There is real beauty in the story. The most compelling character is Tom Barnard, the oldest person in town, and one of the few who remembers the world before the fall of America. Tom is a teacher in the town, and tries to guide his community in a better way. At one point he realizes that “[y]ou can’t teach what the world has taught you,” that, despite trying to help his villagers preserve the literary and cultural heights of the old America while living peacefully and pastorally, he can’t convince them not to rail against the rest of the world for their poor plight.

There’s a sadness in the inevitability of such a realization, and a real sadness in the events of the story. But there’s also a hope in seeing the world persist, seeing people band together and survive, seeing love and community and deliberate living succeed on even a small level. I was surprised how much I liked this book, and look forward to reading the rest of the stories in the trilogy.

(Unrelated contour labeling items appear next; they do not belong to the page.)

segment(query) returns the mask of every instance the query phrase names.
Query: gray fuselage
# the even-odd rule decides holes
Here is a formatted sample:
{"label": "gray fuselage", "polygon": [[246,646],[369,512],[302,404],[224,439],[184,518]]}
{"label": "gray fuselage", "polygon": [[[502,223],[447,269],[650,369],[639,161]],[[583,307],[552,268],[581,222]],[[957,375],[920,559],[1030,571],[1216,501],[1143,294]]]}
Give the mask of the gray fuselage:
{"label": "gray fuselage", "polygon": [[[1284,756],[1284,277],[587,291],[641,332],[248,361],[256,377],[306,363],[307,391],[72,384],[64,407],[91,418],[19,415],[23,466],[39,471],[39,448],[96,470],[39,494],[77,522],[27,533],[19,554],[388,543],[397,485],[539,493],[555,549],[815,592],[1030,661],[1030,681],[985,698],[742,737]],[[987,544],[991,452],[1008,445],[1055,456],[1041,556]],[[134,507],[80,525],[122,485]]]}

Destroying native ecosystems for biofuel crops worsens global warming

February 8, 2008

This article will certainly not be the last word on the subject, but physorg posts a study (to be published in Science magazine later this week) that claims destroying native ecosystems for biofuel crops worsens global warming. From the report

The carbon lost by converting rainforests, peatlands, savannas, or grasslands outweighs the carbon savings from biofuels. Such conversions for corn or sugarcane (ethanol), or palms or soybeans (biodiesel) release 17 to 420 times more carbon than the annual savings from replacing fossil fuels, the researchers said.

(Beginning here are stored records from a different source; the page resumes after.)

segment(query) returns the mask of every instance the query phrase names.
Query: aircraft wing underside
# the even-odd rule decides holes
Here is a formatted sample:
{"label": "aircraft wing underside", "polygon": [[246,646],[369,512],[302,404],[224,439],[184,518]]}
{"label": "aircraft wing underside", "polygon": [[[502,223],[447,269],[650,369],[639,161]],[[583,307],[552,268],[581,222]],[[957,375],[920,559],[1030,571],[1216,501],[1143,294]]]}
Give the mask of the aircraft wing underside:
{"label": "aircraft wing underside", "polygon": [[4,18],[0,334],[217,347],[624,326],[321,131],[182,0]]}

I obviously haven’t read the soon-to-be-published paper, but here’s why I think it worth mentioning:

  1. It is likely that biofuel won’t become competitive energetically and economically until we learn how to make fuel out of waste. Converting waste fry oil into diesel might supply the fuel needs of several hundred people, but it’s hardly a national strategy. And converting food into fuel is simply not a solution in a world where many people do not get enough food. Only by deriving a set of industrial strength enzymes that can break down the cellulose in corn stalks can we make practical use of biomaterial.
  2. The factors that go into the environmental and economic impact are subtle. It’s not that you necessarily need a Ph.D. before you’re qualified to comment, it’s that it is best to study the problem carefully for a while before declaring the problem solved.
  3. There is a very good chance that Americans will have to change their consumption habits in the future. I find very few statements as poisonous as the Bush administration’s comment that “The American Way of Life is not Negotiable.” And the hope that goes along with that that we can all continue to commute 50 miles per day in giant SUVs, and that we just have to find another way of fueling them, one that is carbon neutral, one that is renewable, whatever. I certainly can’t see the future. Perhaps nuclear fusion really will save us all, but, were I a betting man, I would say that the odds are pretty small, and that very likely the American Way of Life will most likely change qualitatively in the next two decades.